Caleb’s eyes shot up from his phone. “Like that they…theoretically…weren’t using, or…”

Zanie looked between him and Jeremy like she was waiting for one of them to let her in on the joke. “They weren’t using it. I figured it would be easier to see the pdf of the book on a tablet, rather than a phone. Plus, I mean, Jeremy…come on. You don’t have a phone, but you can at least use this to keep in contact with people.”

“Oh, it's for me?” Jeremy dragged the box a little closer to look inside.

“It’s for the group, really, but I guess I was thinking about you using it for the book specifically, so yeah.”

“Zanie, we’re heading out of here soon,” Caleb said while Jeremy flipped the tablet over in his hands a few times. It had a super-tough-looking case, which was nice.
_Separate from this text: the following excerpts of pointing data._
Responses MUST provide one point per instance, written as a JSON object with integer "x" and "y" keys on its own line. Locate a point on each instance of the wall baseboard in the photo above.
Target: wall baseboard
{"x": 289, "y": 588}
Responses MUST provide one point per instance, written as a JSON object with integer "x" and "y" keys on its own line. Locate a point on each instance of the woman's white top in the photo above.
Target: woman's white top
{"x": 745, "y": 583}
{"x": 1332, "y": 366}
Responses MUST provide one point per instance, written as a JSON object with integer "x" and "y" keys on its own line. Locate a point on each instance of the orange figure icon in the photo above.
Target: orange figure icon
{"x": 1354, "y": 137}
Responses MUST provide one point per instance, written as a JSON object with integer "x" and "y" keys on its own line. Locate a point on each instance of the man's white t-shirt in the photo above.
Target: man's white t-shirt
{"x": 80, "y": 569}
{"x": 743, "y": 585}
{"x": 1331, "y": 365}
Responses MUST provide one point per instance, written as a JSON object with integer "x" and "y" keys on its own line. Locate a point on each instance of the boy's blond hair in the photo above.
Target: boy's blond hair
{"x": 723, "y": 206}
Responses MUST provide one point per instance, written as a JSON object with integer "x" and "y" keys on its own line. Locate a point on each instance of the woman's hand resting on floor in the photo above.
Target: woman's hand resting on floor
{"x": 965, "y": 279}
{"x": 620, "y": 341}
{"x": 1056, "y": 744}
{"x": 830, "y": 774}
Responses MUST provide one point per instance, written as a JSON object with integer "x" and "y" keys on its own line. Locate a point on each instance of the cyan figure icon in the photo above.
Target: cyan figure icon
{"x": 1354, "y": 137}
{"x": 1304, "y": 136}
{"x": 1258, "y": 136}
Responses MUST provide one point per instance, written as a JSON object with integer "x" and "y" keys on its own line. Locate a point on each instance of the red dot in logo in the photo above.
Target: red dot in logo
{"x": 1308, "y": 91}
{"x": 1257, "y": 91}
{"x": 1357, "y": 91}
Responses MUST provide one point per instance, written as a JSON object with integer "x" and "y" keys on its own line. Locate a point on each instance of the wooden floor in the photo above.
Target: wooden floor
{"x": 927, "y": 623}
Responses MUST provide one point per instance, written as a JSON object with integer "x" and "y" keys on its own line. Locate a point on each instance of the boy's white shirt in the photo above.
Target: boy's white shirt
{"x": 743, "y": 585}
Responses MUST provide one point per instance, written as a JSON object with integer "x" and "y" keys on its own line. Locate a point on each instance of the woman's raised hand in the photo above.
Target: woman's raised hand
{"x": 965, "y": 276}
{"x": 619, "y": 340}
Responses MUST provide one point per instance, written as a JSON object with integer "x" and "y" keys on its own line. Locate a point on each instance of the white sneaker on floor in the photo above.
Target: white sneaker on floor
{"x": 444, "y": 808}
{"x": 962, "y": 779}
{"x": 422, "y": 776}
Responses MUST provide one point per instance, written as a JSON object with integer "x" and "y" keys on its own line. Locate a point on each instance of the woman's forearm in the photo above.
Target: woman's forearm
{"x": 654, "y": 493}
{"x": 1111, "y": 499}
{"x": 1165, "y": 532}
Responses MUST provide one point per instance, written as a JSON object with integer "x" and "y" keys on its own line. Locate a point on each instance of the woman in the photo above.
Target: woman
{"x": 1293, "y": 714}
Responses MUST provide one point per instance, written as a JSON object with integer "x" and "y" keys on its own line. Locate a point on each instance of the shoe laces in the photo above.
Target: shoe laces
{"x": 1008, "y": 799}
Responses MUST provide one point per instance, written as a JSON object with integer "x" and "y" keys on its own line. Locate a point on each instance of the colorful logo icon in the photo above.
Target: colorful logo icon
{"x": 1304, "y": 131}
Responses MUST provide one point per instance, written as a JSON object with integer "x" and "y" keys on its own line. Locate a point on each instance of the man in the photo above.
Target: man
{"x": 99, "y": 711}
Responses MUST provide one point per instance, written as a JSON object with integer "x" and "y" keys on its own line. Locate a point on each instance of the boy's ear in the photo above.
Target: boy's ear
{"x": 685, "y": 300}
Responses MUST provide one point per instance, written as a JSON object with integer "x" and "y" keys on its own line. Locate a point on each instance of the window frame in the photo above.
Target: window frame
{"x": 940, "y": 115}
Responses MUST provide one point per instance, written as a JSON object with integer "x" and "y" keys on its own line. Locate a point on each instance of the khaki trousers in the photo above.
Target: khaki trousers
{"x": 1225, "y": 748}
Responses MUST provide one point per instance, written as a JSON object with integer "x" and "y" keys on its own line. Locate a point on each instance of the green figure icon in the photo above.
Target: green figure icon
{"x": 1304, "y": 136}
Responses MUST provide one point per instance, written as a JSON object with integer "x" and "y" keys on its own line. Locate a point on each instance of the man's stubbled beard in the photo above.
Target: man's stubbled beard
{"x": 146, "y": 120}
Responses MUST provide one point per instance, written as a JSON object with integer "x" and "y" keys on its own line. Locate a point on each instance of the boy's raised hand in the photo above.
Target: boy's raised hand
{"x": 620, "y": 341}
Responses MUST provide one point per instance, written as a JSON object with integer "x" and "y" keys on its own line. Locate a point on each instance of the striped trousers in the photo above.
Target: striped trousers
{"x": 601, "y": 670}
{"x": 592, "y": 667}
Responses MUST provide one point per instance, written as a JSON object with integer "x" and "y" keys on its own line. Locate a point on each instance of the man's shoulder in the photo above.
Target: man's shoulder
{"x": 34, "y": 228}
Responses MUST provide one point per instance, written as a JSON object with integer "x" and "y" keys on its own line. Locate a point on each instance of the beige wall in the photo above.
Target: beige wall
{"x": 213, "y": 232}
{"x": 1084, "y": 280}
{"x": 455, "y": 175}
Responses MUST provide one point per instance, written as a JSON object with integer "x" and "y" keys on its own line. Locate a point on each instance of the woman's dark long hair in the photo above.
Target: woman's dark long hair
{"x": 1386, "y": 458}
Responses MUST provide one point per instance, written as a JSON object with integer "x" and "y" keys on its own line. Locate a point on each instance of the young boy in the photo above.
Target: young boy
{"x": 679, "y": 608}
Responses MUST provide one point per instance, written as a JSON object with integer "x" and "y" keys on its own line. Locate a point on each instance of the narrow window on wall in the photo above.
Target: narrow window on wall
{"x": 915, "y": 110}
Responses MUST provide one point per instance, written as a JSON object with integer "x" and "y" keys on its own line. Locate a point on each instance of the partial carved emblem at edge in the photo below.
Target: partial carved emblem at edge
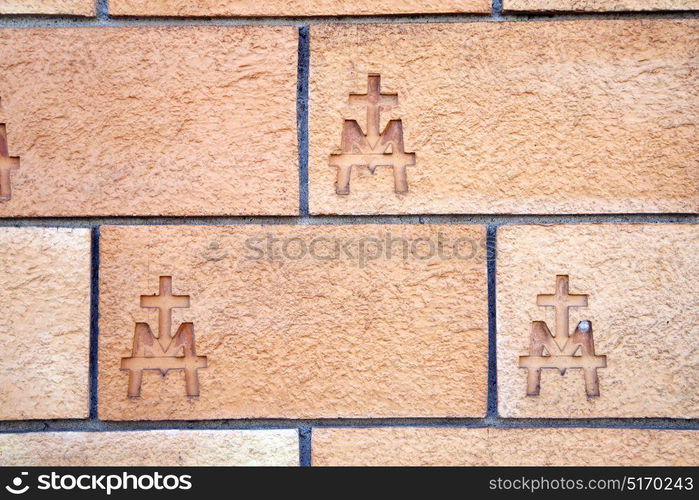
{"x": 7, "y": 165}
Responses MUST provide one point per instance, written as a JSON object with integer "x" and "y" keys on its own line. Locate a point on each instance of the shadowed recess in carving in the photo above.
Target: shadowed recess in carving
{"x": 372, "y": 149}
{"x": 164, "y": 352}
{"x": 7, "y": 165}
{"x": 562, "y": 351}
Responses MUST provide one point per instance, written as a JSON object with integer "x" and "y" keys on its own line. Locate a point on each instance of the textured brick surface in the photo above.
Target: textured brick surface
{"x": 643, "y": 304}
{"x": 75, "y": 7}
{"x": 599, "y": 5}
{"x": 301, "y": 336}
{"x": 523, "y": 447}
{"x": 45, "y": 323}
{"x": 514, "y": 117}
{"x": 292, "y": 7}
{"x": 150, "y": 121}
{"x": 151, "y": 448}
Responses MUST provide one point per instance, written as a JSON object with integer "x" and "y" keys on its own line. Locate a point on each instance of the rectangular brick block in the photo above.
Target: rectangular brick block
{"x": 45, "y": 323}
{"x": 607, "y": 313}
{"x": 292, "y": 7}
{"x": 505, "y": 117}
{"x": 149, "y": 121}
{"x": 503, "y": 447}
{"x": 292, "y": 322}
{"x": 598, "y": 5}
{"x": 72, "y": 7}
{"x": 151, "y": 448}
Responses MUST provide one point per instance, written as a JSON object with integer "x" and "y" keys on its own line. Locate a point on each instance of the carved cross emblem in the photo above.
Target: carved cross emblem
{"x": 7, "y": 165}
{"x": 164, "y": 352}
{"x": 562, "y": 351}
{"x": 372, "y": 149}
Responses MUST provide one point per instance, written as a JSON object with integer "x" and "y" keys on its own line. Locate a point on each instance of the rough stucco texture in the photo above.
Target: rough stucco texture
{"x": 503, "y": 447}
{"x": 515, "y": 117}
{"x": 151, "y": 121}
{"x": 303, "y": 335}
{"x": 45, "y": 323}
{"x": 151, "y": 448}
{"x": 643, "y": 305}
{"x": 74, "y": 7}
{"x": 292, "y": 7}
{"x": 599, "y": 5}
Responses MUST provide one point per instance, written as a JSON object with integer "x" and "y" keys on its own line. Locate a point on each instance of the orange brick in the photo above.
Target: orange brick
{"x": 150, "y": 448}
{"x": 73, "y": 7}
{"x": 640, "y": 286}
{"x": 508, "y": 117}
{"x": 292, "y": 7}
{"x": 150, "y": 121}
{"x": 315, "y": 331}
{"x": 599, "y": 5}
{"x": 502, "y": 447}
{"x": 45, "y": 323}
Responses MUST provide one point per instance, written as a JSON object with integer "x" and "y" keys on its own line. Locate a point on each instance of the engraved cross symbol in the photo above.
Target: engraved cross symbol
{"x": 374, "y": 100}
{"x": 562, "y": 301}
{"x": 7, "y": 164}
{"x": 170, "y": 352}
{"x": 165, "y": 302}
{"x": 373, "y": 149}
{"x": 562, "y": 351}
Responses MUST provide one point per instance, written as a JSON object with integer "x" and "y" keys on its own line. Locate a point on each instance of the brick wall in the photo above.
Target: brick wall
{"x": 349, "y": 233}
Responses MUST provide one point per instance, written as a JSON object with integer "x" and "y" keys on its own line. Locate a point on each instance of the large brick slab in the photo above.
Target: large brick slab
{"x": 322, "y": 329}
{"x": 150, "y": 121}
{"x": 45, "y": 323}
{"x": 508, "y": 117}
{"x": 642, "y": 302}
{"x": 599, "y": 5}
{"x": 502, "y": 447}
{"x": 151, "y": 448}
{"x": 74, "y": 7}
{"x": 292, "y": 7}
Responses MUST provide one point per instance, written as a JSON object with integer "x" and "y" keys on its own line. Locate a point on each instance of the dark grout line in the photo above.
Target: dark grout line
{"x": 302, "y": 115}
{"x": 492, "y": 219}
{"x": 491, "y": 249}
{"x": 305, "y": 446}
{"x": 103, "y": 18}
{"x": 305, "y": 425}
{"x": 94, "y": 322}
{"x": 497, "y": 9}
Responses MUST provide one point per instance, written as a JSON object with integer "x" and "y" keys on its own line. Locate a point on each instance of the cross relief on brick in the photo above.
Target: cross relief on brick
{"x": 7, "y": 165}
{"x": 373, "y": 149}
{"x": 562, "y": 351}
{"x": 165, "y": 351}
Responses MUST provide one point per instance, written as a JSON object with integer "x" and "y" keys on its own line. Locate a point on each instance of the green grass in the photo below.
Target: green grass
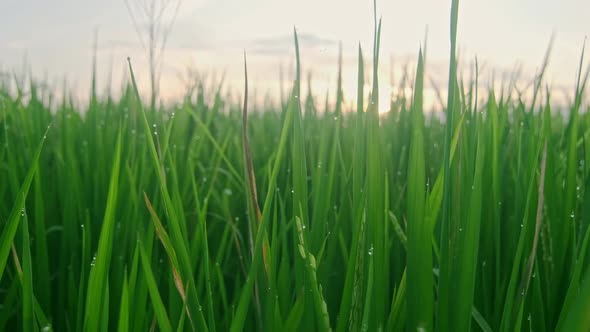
{"x": 342, "y": 219}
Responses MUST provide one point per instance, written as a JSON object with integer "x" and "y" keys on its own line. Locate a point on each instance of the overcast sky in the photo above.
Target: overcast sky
{"x": 56, "y": 37}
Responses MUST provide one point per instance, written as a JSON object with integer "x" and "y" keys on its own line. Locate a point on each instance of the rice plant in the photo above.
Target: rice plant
{"x": 209, "y": 215}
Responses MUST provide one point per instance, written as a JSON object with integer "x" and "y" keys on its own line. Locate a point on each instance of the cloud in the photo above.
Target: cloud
{"x": 283, "y": 44}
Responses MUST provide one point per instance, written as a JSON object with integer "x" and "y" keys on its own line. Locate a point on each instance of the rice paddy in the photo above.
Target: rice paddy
{"x": 208, "y": 215}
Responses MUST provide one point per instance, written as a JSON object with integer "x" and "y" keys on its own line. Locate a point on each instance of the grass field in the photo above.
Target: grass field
{"x": 304, "y": 217}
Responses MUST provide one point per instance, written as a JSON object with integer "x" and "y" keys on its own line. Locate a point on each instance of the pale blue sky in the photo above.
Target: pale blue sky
{"x": 209, "y": 35}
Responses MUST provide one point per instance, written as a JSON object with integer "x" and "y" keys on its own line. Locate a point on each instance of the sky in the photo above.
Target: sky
{"x": 55, "y": 40}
“Well, I figured we wouldn’t stay at this camp,” She sat down beside Caleb. “We’re out here to find monsters and gain experience, right? We can’t do that here. Let me tell you what. These people have to deal with so much stupid, ridiculous red tape, but at the same time, they kinda do whatever they want. It’s stressful. I think we’d do better on our own.”

“Cool,” Jeremy said. “That’s exactly what we thought. How about leaving tomorrow?”